But we have also withstood the cynics and the critics; those that couldn’t find another way; those that didn’t want to see.

We have supported whānau with kai and supermarket vouchers; with colouring books and the fabulous Pōtiki Poi. We have sung passionately at symposium dinners; we have cried without end at the heroic stories of courage over fear; persistence over defeat.

We have planted trees; we have shared seeds; we have climbed to the summit of Aoraki and paddled the glistening waters of Pūkaki; we have laughed with Rocky on Manaaki Life; we have collected the beanies; the bucket hats; the coloured drink bottles and the tote bags that proudly bear the banner – Te Pūtahitanga o Te Waipounamu.

My last day will be the 5th of May. I am determined to focus on all there is to celebrate – and there is so much. But most of all I am absolutely sure to cherish the essence that has driven Whānau Ora – to be the believer; to continue to know that every kale has the potential to grow; and that within every whānau we find the solutions – if only we would dare to look.

My hope over these next two months is that I get an opportunity to say thank you to each and every one of you, for trusting in the lady with the orange hair; for sharing your stories with me; for welcoming our kaimahi into your world. It has been an immense privilege and a honour to walk with you along your journeys of discovery. One of signature t shirts was during the time of the 2018 Review of Whānau Ora when we wanted the world to know that Whānau Ora Works. So we branded it the WOW factor.
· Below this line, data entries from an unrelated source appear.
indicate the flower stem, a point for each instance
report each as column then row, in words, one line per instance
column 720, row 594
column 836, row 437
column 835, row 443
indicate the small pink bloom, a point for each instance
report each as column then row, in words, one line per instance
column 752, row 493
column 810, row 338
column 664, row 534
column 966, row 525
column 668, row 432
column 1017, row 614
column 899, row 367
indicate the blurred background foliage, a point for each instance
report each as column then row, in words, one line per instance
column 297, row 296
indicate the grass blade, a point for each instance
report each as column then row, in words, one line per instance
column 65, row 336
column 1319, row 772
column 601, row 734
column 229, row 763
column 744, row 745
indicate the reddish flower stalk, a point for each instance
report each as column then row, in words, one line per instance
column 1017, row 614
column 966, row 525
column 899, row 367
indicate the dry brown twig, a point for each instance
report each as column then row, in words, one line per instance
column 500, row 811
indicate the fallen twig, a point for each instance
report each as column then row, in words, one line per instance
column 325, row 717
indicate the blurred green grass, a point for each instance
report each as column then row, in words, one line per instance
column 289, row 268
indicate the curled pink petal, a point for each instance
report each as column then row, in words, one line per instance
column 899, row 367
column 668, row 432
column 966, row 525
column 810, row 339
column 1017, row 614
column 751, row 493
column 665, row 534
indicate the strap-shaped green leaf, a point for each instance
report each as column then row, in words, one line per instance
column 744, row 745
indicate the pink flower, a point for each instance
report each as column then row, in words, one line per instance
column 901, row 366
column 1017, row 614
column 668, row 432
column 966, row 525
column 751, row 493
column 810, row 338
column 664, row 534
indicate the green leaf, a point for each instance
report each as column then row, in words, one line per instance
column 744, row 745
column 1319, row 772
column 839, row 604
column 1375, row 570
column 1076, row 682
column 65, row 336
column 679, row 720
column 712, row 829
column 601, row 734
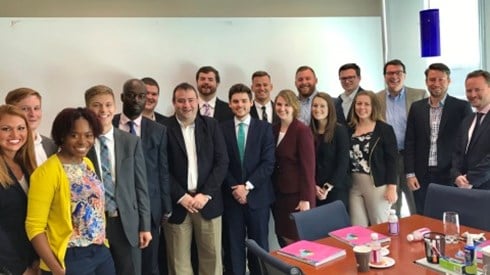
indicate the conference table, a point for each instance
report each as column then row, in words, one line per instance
column 403, row 251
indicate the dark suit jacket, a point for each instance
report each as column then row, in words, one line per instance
column 295, row 162
column 383, row 154
column 417, row 137
column 332, row 160
column 254, row 113
column 212, row 163
column 154, row 141
column 48, row 145
column 16, row 252
column 258, row 162
column 161, row 118
column 131, row 192
column 475, row 162
column 222, row 111
column 340, row 113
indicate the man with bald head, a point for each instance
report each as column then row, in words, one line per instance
column 154, row 140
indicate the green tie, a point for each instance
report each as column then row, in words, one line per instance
column 241, row 140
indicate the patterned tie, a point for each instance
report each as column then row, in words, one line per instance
column 105, row 162
column 207, row 109
column 132, row 130
column 241, row 140
column 264, row 114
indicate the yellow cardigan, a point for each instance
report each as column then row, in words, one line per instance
column 48, row 207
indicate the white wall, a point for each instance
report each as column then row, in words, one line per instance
column 62, row 57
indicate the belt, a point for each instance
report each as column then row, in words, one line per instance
column 112, row 214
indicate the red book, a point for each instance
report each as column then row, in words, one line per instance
column 311, row 253
column 358, row 235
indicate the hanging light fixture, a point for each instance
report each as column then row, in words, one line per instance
column 430, row 36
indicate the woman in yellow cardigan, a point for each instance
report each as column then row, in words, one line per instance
column 65, row 213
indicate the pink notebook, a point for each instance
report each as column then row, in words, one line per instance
column 357, row 235
column 311, row 253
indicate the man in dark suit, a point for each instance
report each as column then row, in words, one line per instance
column 128, row 225
column 247, row 189
column 263, row 106
column 154, row 140
column 152, row 95
column 210, row 105
column 471, row 161
column 395, row 102
column 198, row 162
column 349, row 76
column 430, row 137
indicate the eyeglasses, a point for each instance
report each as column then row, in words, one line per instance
column 348, row 78
column 397, row 73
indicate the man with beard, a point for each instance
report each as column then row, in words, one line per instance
column 349, row 76
column 263, row 106
column 430, row 138
column 152, row 94
column 210, row 105
column 305, row 82
column 154, row 141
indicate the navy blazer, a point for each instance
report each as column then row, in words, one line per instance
column 258, row 162
column 212, row 163
column 222, row 111
column 474, row 163
column 383, row 154
column 417, row 136
column 16, row 251
column 154, row 141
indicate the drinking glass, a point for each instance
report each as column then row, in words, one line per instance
column 451, row 226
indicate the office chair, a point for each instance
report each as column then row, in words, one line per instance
column 269, row 264
column 471, row 204
column 317, row 222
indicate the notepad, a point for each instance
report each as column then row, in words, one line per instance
column 312, row 253
column 358, row 235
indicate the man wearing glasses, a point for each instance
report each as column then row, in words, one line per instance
column 349, row 76
column 395, row 102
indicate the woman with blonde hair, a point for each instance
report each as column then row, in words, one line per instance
column 294, row 174
column 373, row 154
column 17, row 162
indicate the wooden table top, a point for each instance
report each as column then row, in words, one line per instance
column 403, row 251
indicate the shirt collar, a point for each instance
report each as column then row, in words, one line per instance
column 211, row 102
column 125, row 120
column 246, row 120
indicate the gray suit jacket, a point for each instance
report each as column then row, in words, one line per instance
column 411, row 96
column 131, row 190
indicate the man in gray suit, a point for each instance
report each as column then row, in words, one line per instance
column 128, row 226
column 396, row 100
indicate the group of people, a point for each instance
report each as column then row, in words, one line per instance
column 142, row 193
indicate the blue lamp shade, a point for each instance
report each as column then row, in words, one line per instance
column 430, row 36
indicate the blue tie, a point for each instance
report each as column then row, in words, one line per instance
column 241, row 140
column 131, row 127
column 105, row 162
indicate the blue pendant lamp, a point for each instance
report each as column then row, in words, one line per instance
column 430, row 36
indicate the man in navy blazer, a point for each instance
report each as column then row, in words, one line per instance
column 198, row 162
column 208, row 79
column 430, row 138
column 471, row 161
column 154, row 140
column 247, row 189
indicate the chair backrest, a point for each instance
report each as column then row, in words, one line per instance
column 269, row 264
column 317, row 222
column 471, row 204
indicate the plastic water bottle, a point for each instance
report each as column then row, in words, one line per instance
column 417, row 235
column 393, row 224
column 375, row 248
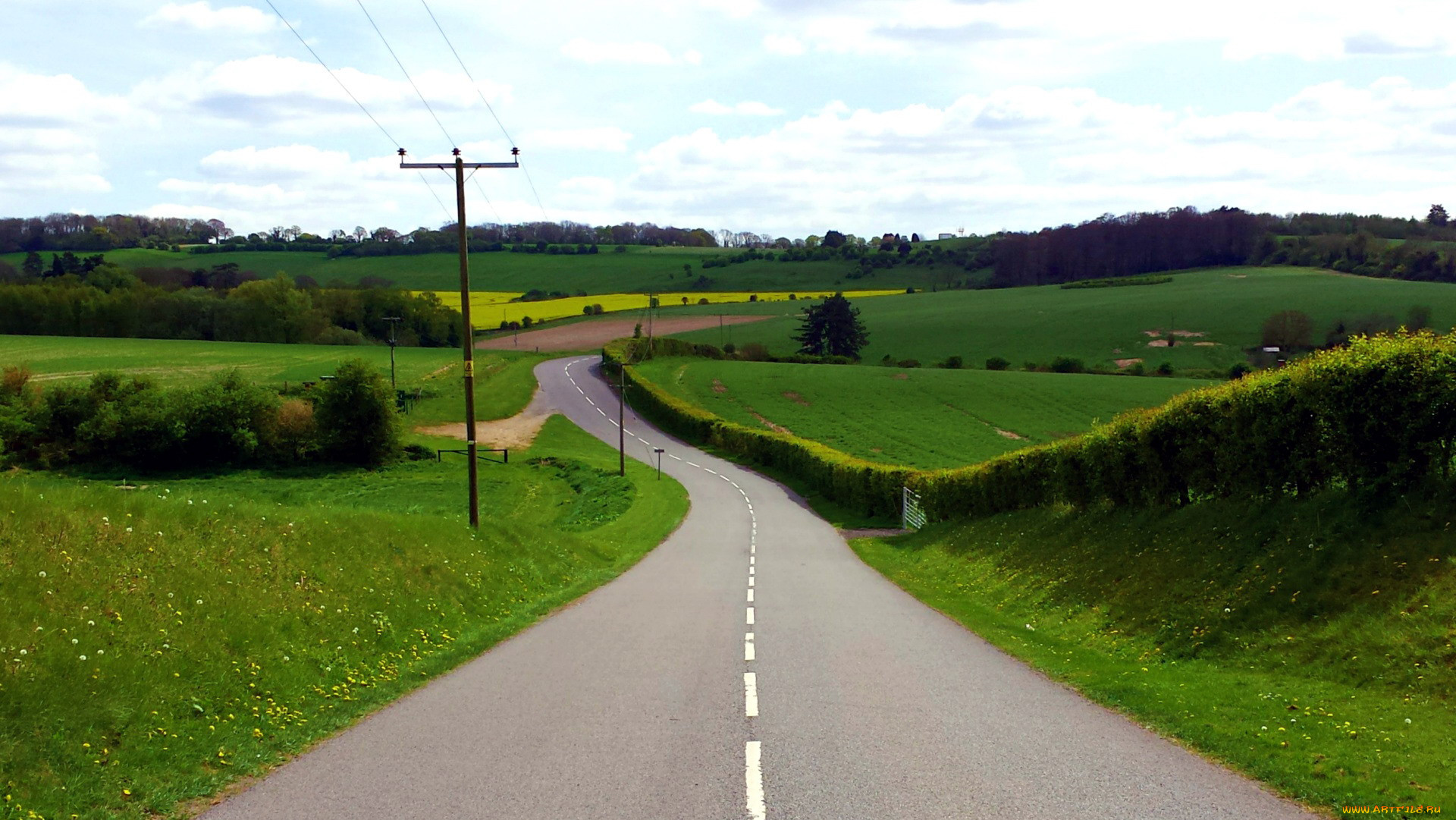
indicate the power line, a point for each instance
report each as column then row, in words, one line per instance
column 436, row 196
column 388, row 136
column 392, row 140
column 488, row 107
column 488, row 201
column 468, row 73
column 406, row 74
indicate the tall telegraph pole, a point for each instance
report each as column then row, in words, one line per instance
column 459, row 165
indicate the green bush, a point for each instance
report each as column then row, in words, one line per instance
column 356, row 416
column 1068, row 364
column 1375, row 417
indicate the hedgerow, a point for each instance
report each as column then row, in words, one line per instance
column 1376, row 416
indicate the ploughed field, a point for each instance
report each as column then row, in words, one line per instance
column 639, row 269
column 915, row 417
column 1220, row 312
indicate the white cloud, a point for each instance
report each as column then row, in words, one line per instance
column 50, row 136
column 746, row 108
column 601, row 139
column 1030, row 156
column 202, row 17
column 626, row 53
column 783, row 44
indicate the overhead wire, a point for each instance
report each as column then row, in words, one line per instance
column 488, row 107
column 392, row 140
column 382, row 130
column 382, row 38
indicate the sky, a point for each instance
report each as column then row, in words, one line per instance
column 777, row 117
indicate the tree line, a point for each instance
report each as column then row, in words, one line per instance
column 1185, row 237
column 98, row 299
column 134, row 423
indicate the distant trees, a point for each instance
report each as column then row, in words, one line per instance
column 89, row 297
column 1133, row 243
column 832, row 328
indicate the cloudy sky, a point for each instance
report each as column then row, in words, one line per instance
column 767, row 115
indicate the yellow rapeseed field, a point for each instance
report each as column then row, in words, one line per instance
column 490, row 308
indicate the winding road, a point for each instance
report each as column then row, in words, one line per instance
column 748, row 668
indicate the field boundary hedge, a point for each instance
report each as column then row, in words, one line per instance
column 849, row 481
column 1379, row 414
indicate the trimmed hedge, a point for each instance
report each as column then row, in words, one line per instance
column 1378, row 416
column 846, row 479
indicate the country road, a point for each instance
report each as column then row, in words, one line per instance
column 748, row 668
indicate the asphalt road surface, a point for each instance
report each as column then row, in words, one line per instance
column 748, row 668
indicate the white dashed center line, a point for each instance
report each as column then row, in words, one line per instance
column 753, row 750
column 753, row 774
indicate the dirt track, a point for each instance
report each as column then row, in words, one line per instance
column 585, row 335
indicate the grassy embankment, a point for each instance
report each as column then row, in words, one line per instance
column 504, row 378
column 639, row 269
column 922, row 419
column 162, row 641
column 1304, row 642
column 1101, row 325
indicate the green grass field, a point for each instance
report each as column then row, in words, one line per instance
column 1305, row 642
column 504, row 381
column 922, row 419
column 164, row 641
column 639, row 269
column 1101, row 325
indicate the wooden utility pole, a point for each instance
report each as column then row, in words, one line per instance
column 622, row 430
column 459, row 165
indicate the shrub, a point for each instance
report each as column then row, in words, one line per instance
column 1068, row 364
column 755, row 351
column 335, row 335
column 297, row 433
column 356, row 416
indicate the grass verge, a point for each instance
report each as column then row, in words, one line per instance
column 164, row 641
column 1304, row 642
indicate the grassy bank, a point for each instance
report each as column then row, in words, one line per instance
column 925, row 419
column 1305, row 642
column 162, row 641
column 1101, row 325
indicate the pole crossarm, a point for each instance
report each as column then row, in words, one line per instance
column 452, row 166
column 468, row 331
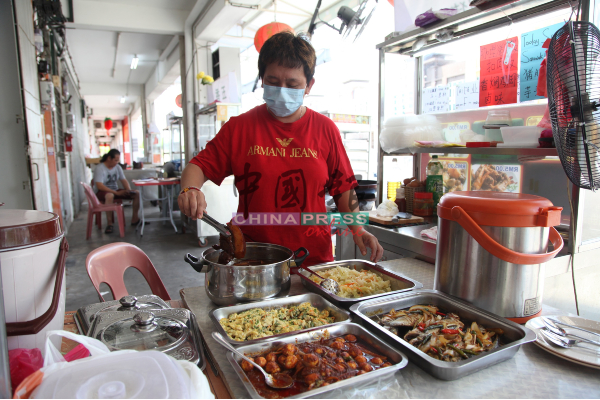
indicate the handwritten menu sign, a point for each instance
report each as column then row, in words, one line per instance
column 532, row 55
column 499, row 72
column 466, row 95
column 436, row 99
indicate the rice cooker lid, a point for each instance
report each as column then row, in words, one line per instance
column 26, row 228
column 500, row 209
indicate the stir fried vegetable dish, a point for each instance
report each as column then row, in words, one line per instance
column 258, row 323
column 441, row 335
column 355, row 284
column 313, row 364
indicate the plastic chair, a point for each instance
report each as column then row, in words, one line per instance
column 96, row 208
column 107, row 264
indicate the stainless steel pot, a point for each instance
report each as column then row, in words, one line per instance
column 492, row 248
column 227, row 285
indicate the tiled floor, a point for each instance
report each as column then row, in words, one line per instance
column 164, row 247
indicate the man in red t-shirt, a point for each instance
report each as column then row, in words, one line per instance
column 284, row 157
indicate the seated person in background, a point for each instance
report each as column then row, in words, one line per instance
column 106, row 175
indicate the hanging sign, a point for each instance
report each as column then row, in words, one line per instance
column 466, row 95
column 436, row 99
column 532, row 54
column 499, row 72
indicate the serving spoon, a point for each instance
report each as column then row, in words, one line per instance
column 554, row 328
column 276, row 381
column 561, row 341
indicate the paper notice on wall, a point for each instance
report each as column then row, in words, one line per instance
column 499, row 72
column 532, row 55
column 225, row 89
column 436, row 99
column 466, row 95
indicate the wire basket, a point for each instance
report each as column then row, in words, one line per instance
column 409, row 193
column 573, row 101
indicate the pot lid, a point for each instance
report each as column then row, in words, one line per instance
column 24, row 228
column 144, row 331
column 501, row 209
column 86, row 315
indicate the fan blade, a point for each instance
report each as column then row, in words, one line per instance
column 362, row 28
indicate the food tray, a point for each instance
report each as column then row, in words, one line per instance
column 515, row 334
column 398, row 358
column 399, row 283
column 314, row 299
column 84, row 317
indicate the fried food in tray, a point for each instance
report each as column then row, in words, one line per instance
column 488, row 178
column 355, row 284
column 442, row 336
column 258, row 323
column 313, row 364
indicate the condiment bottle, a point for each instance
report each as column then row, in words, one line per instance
column 434, row 183
column 423, row 204
column 400, row 200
The photo below is with Dr Cath Savage of Ihi Research who has painstakingly and persistently travelled the miles and processed the narratives that tell your stories. If there is one thing I am forever blessed by, it is knowing that in the immaculate data and analytical precision of our Hao Ora team; combined with the rich narratives and themes articulated by Ihi Research, that we truly can be proud that Whānau Ora Works; that Whānau Ora rocks; that Whānau Ora thrives. And that – Te Waipounamu – is all due to you.